A revolution in seismic interpretationLyudmyla Vynnytska (t.) And Hamed Fouladi proudly show how machine learning can make the interpretation job faster, more fun and better. Photo: Halfdan Carstens

A revolution in seismic interpretation

Machine learning applied to seismic data has a great potential for cheaper, faster and better geological interpretations.

Ever since computers began to become part of everyday life for geologists and geophysicists, many have feared the evolution. The frightening scenario has been that the rapid increase in engine power will make many of their tasks superfluous.

However, this has not happened. A number of companies are working instead to develop new tools, and no one should look at that as a threat. Instead, we are talking about great contributions to the workflow that provides a more interesting and effective everyday life.

At the Norwegian office in the centre of Oslo, project manager Lyudmyla Vynnytska and Hamed Fouladi in Bluware demonstrate a whole new way of interpreting seismic.

“We do not interpret horizons in the old, traditional way. We interpret layers, a form of pattern recognition,” Vynnytska proudly says.

“It is precisely the ability to recognize patterns in large and complex data sets that is the strength of this technology, and this also gives geologists the opportunity to get more out of the data,” she points out.

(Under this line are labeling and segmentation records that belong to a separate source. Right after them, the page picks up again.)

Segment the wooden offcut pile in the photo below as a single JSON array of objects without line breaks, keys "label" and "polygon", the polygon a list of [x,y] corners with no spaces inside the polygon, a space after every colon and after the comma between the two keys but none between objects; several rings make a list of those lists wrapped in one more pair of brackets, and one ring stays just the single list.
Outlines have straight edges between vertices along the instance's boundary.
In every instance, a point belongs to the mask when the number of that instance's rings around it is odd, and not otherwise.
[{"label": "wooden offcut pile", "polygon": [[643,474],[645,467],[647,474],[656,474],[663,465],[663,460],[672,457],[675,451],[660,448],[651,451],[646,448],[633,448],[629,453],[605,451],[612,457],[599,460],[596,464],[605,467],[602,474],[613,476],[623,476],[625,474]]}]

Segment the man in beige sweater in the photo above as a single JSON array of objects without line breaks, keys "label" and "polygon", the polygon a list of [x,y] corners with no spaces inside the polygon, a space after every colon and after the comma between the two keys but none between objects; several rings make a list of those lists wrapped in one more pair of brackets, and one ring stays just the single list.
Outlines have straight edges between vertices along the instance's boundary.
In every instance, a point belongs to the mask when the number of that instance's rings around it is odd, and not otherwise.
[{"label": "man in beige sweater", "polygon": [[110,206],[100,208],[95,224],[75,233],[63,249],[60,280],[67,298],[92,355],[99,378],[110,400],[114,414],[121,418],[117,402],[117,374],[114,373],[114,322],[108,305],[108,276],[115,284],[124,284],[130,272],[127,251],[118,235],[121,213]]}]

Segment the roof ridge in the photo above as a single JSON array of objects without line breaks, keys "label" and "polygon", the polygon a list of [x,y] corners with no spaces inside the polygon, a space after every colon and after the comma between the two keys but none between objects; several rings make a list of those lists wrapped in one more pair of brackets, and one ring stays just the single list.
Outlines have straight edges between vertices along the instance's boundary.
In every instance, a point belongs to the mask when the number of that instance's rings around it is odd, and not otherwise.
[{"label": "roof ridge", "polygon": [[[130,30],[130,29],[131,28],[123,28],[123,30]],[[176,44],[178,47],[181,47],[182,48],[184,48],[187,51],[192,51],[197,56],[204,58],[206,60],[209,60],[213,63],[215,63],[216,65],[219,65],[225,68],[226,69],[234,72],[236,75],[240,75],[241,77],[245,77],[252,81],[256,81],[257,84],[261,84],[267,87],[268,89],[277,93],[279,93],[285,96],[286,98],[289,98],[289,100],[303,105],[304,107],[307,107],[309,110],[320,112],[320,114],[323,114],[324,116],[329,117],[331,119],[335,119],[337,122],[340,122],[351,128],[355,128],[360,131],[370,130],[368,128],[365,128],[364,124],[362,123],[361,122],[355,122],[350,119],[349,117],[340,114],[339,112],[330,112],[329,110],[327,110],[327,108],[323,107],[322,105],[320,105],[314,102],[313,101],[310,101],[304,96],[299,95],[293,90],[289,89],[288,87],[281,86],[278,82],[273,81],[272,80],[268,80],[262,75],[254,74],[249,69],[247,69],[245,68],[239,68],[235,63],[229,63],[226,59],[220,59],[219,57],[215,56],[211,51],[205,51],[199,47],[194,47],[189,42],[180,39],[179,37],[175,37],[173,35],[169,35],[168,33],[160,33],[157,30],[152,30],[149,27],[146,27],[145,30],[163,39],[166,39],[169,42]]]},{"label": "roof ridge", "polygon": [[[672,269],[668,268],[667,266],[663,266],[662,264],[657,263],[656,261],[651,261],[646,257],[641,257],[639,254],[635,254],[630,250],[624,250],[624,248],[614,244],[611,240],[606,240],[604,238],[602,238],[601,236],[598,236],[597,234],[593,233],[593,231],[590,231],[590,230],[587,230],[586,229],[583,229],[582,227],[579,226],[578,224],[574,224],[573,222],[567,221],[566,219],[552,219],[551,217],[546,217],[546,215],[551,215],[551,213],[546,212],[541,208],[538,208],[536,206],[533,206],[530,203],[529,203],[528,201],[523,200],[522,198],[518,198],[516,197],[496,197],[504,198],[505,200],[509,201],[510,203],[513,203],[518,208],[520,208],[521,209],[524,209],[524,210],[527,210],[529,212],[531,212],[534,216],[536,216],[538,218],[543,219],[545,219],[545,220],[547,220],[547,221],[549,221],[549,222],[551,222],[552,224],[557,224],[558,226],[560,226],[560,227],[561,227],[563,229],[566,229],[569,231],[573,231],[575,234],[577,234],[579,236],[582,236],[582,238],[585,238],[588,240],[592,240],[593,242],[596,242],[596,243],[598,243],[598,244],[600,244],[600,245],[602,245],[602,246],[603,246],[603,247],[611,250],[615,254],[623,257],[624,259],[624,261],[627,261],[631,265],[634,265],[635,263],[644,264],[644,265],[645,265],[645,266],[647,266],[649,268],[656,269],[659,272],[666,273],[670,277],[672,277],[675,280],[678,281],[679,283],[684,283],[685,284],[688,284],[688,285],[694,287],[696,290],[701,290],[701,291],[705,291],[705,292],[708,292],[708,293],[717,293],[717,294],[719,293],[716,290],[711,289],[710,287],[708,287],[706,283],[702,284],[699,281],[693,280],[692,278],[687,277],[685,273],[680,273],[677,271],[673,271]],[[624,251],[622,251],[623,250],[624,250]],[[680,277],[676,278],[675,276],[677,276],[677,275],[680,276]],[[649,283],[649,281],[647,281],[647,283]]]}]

On the screen, she shows a seismic line from a project on the Dutch shelf where the technology is being tested.

Machine-interpreted seismic line that uses “pattern recognition” instead of horizon interpretation.
Illustration: Bluware

Step by step

The first step is to enter stratigraphic information based on regional knowledge. So, the job starts with input from professionals.

The software then creates an initial iteration. Then it is time again for the expert to evaluate the result, provide further input and give the computer another chance to improve the result and show that it has learned.

“We can also call it assisted interpretation,” Fouladi adds.

And like this, it can continue. Continuous, incremental improvements through constantly new iterations based on geological knowledge of the area. We therefore understand that the end result is highly dependent on people. We have (fortunately) still not progressed so far that the machines take over completely.

“The big advantage is that the process goes exceptionally fast. We can build the project in a few minutes, and the machine spits the results out in a short time, almost instantaneously. Because the data can be retrieved from our platform, this is also cheap.”

“Not least, we believe we can get much more information out of the data in this way,” Fouladi points out.

Erik Holtar, with a broad background from several oil companies, in Norway as well as abroad, is an advisor in the project. His professional contribution is to provide geological consistency based on long experience. He leaves the programming to others.

“The fact that we can make quick updates means that this is nothing short of a revolution in seismic interpretation,” Holtar claims.

The demonstration we received gives the statement credibility. Equally, the software must be tested on multiple datasets with different types of geology to make sure it works well. Holtar quickly parries our bit of scepticism by citing an example from Brazil where the geology is much more complex.

“The largest fields in the Santos Basin are in carbonate reservoirs under thick salt layers. In this area too, the machine has come to surprisingly accurate and reliable interpretations in a very short time,” he points out.

Machine interpreter seismic from Brazil. In no time, the machine learned to interpret complex geology, in and under the salt pads and salt diapirs.
Illustration: Bluware

New knowledge in seconds

Bluware has several other machine learning projects.

One of them deals with the interpretation of logs where the purpose is to identify lithologies. In just a few seconds, the machine can arrive at results you could only dream of because the job took too long. Geosteering is also an area where machine learning can be meaningful.

Our provoking question if the future will need petroleum geologists remains to be anawered. However, Holtar believes that we should rather ask what kind of geologists the future needs, and in what way they should work.

“Geoscientific expertise will always be important. There is no doubt about that. However, machine learning and artificial intelligence will make everyday life considerably more efficient. The geologists will thus be able to spend more of their time on professional work, and the job will be both more interesting and fun. Not least, the oil companies will be able to reduce costs and reduce the risk in both exploration and production.”

“The best of the best geologists will undoubtedly be able to see the future in the future,” says Erik Holtar.